Die Freiheit schwindet langsam, aber sicher.

Seit 2012 hat sich die Lage Schritt für Schritt verschärft. Wesentlich dazu beigetragen haben die Ukraine-Krise und die Krim-Annexion. Das Gefährliche ist der Semifaschismus, der sich breitmacht. Institutionen wie teatr.doc oder das Gogol-Centre, von dem 2015 Gogols „Tote Seelen“ nach Wien kam – die Aufführung hatte einen großen Erfolg bei den Wiener Festwochen –, stehen immer mehr unter dem Druck der Behörden. Das gilt auch für die Theaterzeitung, die ich leite.


Bekommen Sie Anrufe?

Es gibt keine Zensur, offiziell herrscht Demokratie. Wir sind freie Menschen. Wir können sagen, was wir wollen. Das steht in unserer Verfassung. Im richtigen Leben wird es aber immer schwieriger, die Verfassung und die Realität sind wie zwei verschiedene Planeten.


Man darf sich nicht zu weit vorwagen.

So ist es. Der Staat hat ein starkes Instrument in Händen: die Finanzen. Die Bühnen bekommen ihr Geld von der öffentlichen Hand. Man schaut sich ein paar Aufführungen an und dann wird z. B. entschieden: „Wir kürzen die Unterstützung um 80 Prozent.“ So habe ich erfahren, dass die Subvention für unser Journal, „Teatr“, um 75 Prozent gekürzt wurde. Man hat versucht, uns auszuschalten. Der Grund ist, dass ich 2014 eine Spezialausgabe über Theater in der Ukraine gemacht habe. Es gab keine explizit politische Setzung. Aber das Cover zeigte die ukrainischen Farben, Gelb und Blau.


Wie haben Sie das Journal gerettet?

Die Prochorow-Foundation des Grundstoffunternehmers und Industriellen Michail D. Prochorow hat uns geholfen. Sie unterstützt innovative Projekte in den Medien, im Theater, in der zeitgenössischen Kunst. Wie es weitergeht, ist unklar. Das Journal erscheint viermal im Jahr.
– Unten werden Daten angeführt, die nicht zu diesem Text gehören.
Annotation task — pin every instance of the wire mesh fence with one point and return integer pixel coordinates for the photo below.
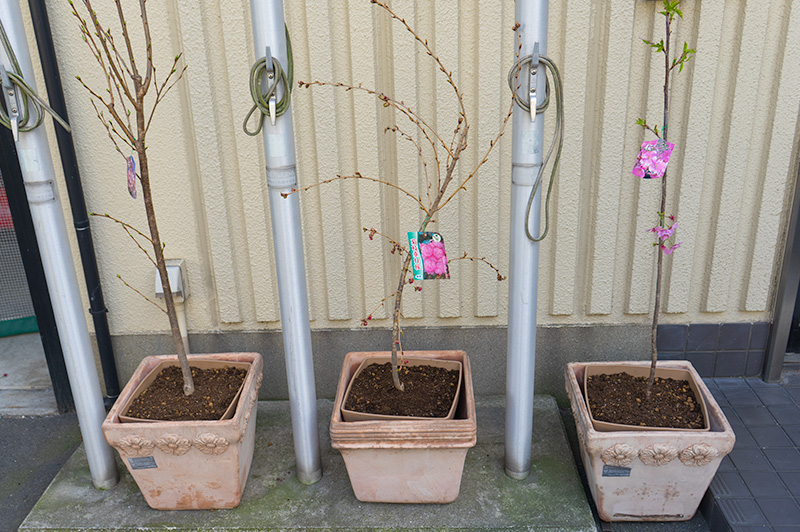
(15, 299)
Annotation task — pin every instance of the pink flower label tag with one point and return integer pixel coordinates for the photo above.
(131, 177)
(653, 158)
(428, 257)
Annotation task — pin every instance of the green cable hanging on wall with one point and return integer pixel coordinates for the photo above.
(15, 120)
(266, 101)
(558, 134)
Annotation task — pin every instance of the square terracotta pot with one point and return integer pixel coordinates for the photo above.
(183, 465)
(406, 461)
(648, 475)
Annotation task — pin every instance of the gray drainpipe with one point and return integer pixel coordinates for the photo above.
(269, 32)
(80, 218)
(526, 158)
(38, 176)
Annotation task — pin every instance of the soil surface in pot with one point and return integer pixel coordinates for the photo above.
(622, 398)
(428, 391)
(164, 400)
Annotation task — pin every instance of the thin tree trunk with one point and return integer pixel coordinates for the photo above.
(662, 210)
(144, 175)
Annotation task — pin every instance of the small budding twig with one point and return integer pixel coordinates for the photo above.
(357, 175)
(500, 277)
(436, 194)
(141, 294)
(126, 89)
(128, 228)
(396, 247)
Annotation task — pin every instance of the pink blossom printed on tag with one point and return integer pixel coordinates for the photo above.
(131, 177)
(652, 160)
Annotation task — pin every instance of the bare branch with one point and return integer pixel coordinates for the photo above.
(492, 144)
(500, 277)
(388, 101)
(141, 294)
(396, 247)
(357, 175)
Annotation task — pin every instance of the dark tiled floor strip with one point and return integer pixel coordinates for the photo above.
(757, 486)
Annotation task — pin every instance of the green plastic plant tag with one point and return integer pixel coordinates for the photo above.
(428, 256)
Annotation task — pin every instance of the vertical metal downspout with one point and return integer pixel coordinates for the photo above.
(269, 31)
(38, 175)
(526, 158)
(80, 218)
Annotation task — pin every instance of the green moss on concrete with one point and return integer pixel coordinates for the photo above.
(551, 498)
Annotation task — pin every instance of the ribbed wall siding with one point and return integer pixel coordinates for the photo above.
(734, 120)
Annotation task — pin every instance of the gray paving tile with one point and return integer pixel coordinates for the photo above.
(726, 465)
(773, 395)
(755, 362)
(671, 337)
(703, 362)
(755, 416)
(702, 337)
(784, 459)
(792, 481)
(729, 484)
(794, 393)
(729, 383)
(786, 414)
(732, 416)
(719, 396)
(734, 336)
(764, 484)
(730, 363)
(741, 512)
(758, 335)
(741, 396)
(750, 460)
(744, 440)
(793, 431)
(780, 512)
(770, 436)
(757, 382)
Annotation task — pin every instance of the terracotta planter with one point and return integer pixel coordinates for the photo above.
(648, 475)
(680, 374)
(353, 415)
(182, 465)
(405, 461)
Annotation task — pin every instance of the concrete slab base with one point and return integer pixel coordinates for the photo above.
(551, 498)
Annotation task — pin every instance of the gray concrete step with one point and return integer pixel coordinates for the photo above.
(552, 498)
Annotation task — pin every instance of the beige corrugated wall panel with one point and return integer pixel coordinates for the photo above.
(215, 163)
(567, 195)
(612, 173)
(489, 186)
(784, 43)
(734, 121)
(703, 132)
(261, 290)
(737, 172)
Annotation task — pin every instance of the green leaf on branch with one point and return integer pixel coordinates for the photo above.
(659, 46)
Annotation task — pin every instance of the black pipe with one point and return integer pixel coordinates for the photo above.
(34, 271)
(80, 217)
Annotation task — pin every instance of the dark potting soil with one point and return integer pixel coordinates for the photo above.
(164, 400)
(622, 398)
(428, 391)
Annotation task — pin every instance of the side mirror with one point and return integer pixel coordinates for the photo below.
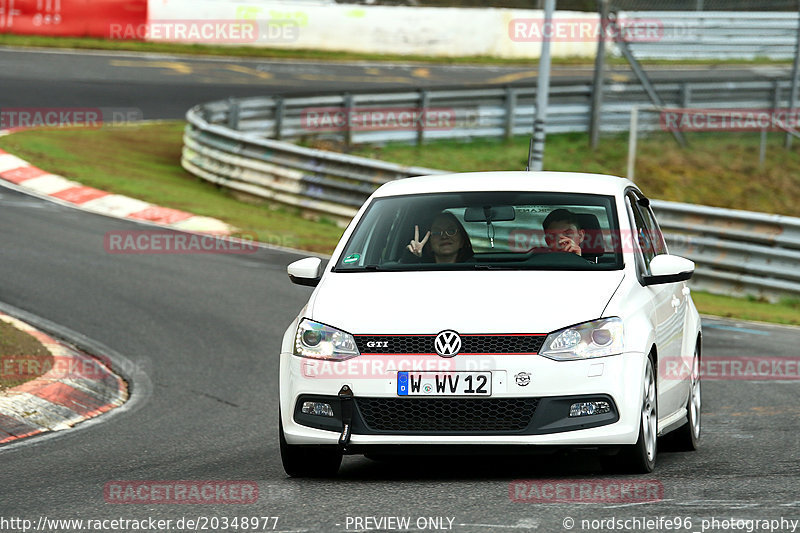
(667, 268)
(306, 271)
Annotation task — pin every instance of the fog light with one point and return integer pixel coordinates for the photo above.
(589, 408)
(317, 408)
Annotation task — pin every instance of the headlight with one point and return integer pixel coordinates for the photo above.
(319, 341)
(597, 338)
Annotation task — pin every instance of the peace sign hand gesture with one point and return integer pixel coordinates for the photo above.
(416, 246)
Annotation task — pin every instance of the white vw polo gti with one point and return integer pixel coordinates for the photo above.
(499, 311)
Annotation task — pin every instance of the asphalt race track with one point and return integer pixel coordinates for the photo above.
(203, 332)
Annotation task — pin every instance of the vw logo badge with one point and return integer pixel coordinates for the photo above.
(447, 343)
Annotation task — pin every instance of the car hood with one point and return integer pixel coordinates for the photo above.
(467, 302)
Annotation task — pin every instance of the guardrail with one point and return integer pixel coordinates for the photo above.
(716, 34)
(736, 252)
(499, 112)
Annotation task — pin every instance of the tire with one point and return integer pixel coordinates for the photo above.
(687, 437)
(308, 461)
(640, 458)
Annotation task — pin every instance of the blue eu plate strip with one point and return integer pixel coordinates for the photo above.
(402, 383)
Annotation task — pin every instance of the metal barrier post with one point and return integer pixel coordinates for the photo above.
(279, 110)
(423, 106)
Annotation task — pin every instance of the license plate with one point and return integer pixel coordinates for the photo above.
(444, 383)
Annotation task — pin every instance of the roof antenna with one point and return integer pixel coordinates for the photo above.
(536, 147)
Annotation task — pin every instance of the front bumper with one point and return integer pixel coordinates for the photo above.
(553, 386)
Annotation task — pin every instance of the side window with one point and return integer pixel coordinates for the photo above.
(656, 238)
(644, 250)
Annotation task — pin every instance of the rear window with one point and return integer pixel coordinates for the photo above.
(485, 230)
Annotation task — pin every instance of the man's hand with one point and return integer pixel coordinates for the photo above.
(565, 244)
(416, 246)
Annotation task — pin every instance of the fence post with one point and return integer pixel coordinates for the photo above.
(686, 95)
(347, 100)
(632, 136)
(599, 76)
(233, 113)
(511, 110)
(279, 110)
(424, 98)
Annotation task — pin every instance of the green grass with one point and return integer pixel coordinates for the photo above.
(22, 357)
(787, 311)
(719, 170)
(144, 162)
(90, 43)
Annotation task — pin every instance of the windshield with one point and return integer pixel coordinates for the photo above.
(485, 230)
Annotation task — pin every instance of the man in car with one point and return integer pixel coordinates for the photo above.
(563, 231)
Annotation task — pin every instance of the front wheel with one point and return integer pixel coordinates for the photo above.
(640, 458)
(308, 461)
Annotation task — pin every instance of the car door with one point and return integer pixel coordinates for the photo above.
(669, 311)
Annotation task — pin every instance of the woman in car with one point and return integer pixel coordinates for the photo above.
(449, 243)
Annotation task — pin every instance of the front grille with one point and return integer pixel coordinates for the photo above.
(470, 344)
(456, 415)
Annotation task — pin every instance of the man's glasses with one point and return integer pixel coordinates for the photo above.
(449, 232)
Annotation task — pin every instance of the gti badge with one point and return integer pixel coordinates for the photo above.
(377, 344)
(447, 343)
(523, 378)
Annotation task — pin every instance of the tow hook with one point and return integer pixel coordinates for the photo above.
(346, 402)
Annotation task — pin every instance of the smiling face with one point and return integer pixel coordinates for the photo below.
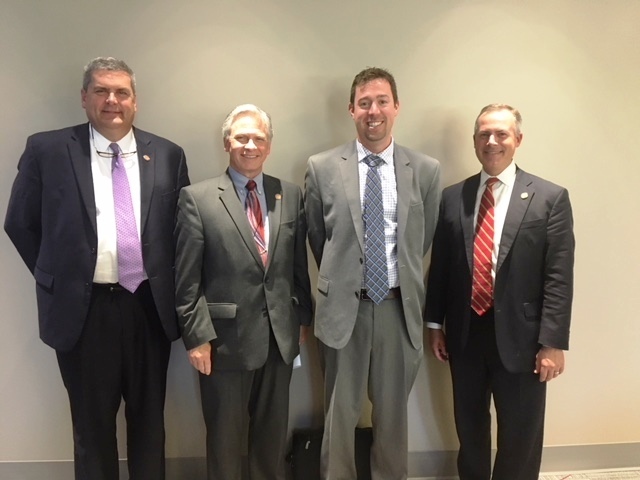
(110, 103)
(373, 110)
(496, 140)
(248, 144)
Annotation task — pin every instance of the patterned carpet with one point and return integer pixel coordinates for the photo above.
(595, 475)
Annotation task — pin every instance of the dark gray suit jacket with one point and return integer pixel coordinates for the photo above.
(224, 293)
(51, 219)
(336, 235)
(534, 275)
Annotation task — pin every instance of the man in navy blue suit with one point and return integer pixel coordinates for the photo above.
(112, 339)
(504, 337)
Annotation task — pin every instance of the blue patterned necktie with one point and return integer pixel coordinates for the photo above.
(130, 265)
(376, 276)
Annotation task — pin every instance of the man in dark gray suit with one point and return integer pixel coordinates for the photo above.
(243, 299)
(371, 331)
(105, 304)
(504, 337)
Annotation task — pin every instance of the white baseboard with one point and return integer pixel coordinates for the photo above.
(439, 465)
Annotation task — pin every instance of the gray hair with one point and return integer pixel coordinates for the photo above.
(244, 109)
(497, 107)
(106, 63)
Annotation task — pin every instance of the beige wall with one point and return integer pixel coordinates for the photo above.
(572, 67)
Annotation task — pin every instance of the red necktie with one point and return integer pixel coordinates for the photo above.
(254, 214)
(482, 288)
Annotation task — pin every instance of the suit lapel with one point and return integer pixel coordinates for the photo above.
(147, 166)
(521, 196)
(80, 154)
(467, 207)
(273, 197)
(231, 202)
(404, 180)
(351, 184)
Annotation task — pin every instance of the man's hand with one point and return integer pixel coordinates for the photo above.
(437, 342)
(201, 358)
(549, 363)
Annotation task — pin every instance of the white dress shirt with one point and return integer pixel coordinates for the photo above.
(107, 258)
(390, 203)
(501, 195)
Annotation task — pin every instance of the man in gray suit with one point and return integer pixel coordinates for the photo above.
(504, 337)
(243, 299)
(372, 342)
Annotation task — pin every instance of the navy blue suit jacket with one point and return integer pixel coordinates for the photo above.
(534, 273)
(51, 219)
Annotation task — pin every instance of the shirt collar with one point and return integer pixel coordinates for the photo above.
(127, 143)
(386, 155)
(507, 176)
(240, 181)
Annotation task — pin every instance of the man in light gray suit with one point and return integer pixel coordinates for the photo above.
(372, 343)
(243, 299)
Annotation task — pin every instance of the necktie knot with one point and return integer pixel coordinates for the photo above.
(115, 148)
(491, 181)
(251, 185)
(373, 160)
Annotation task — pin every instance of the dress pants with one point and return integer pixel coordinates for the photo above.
(247, 413)
(122, 353)
(379, 360)
(519, 399)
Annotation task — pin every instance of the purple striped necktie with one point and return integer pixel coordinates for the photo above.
(130, 265)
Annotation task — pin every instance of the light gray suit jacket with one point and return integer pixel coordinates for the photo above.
(336, 233)
(224, 293)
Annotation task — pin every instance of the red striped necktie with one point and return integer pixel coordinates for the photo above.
(254, 214)
(482, 288)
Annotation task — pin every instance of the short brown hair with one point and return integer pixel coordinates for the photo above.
(373, 73)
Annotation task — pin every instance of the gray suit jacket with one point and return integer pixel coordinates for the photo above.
(534, 273)
(336, 233)
(224, 293)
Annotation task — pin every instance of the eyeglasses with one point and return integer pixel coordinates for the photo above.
(109, 154)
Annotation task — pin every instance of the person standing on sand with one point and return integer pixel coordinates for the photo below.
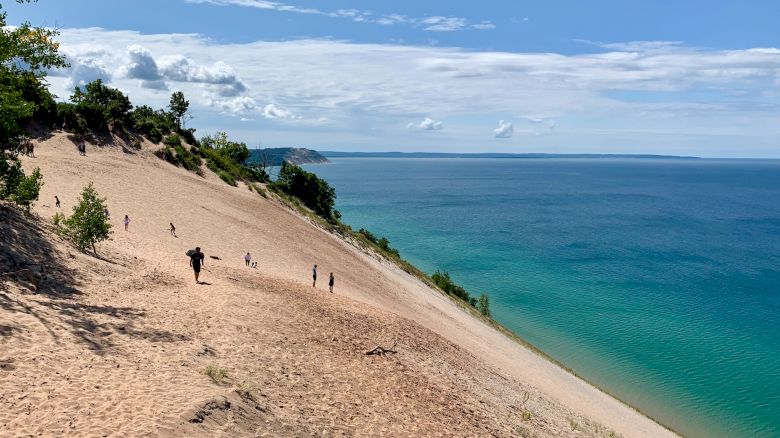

Es trifft nicht nur uns.


Wollen Sie ein paar Tipps für den schon laufenden Festwochen-Vorverkauf geben?

Wir beginnen mit der großen Personale über Sigalit Landau und enden mit Yasmeen Godder, beide kommen aus Israel. Landau ist eine gefeierte Videokünstlerin, Godder arbeitet tänzerisch-performativ, das Publikum ist einbezogen in die Aufführung.


Bei den Festwochen gibt es seit einigen Jahren ziemlich viel Russisches. Leidet darunter nicht die Vielfalt?

Wir haben viel Russisches, aber auch vieles andere. „Primal Matter“ von Dimitris Papaioannou aus Griechenland ist eine stille Performance von großer philosophischer Tiefe. Konstantin Bogomolov aus Riga zeigt „Ein idealer Gatte“ nach Oscar Wilde, er verwendet verschiedene Texte, aus „Das Bildnis des Dorian Gray“, aus dem „Faust“, aus Tschechows „Drei Schwestern“. Das Stück ist eine starke, witzige Satire über die russische Realität. Ich liebe es, wenn ich im Theater eine neue Sprache sehe und etwas Ungewöhnliches.


Die Festwochen zeigen einen 24-Stunden-Marathon, „Mount Olympus“ von Jan Fabre. Haben Sie das gesehen? Haben Sie durchgehalten, oder sind Sie eingeschlafen?

Ich bin einige Stunden ins Hotel gegangen. Wir freuen uns besonders, dass wir diese Aufführung in Wien präsentieren können. „Mount Olympus“ ist ein wirkliches Theater-Event und eine ganz besondere Erfahrung.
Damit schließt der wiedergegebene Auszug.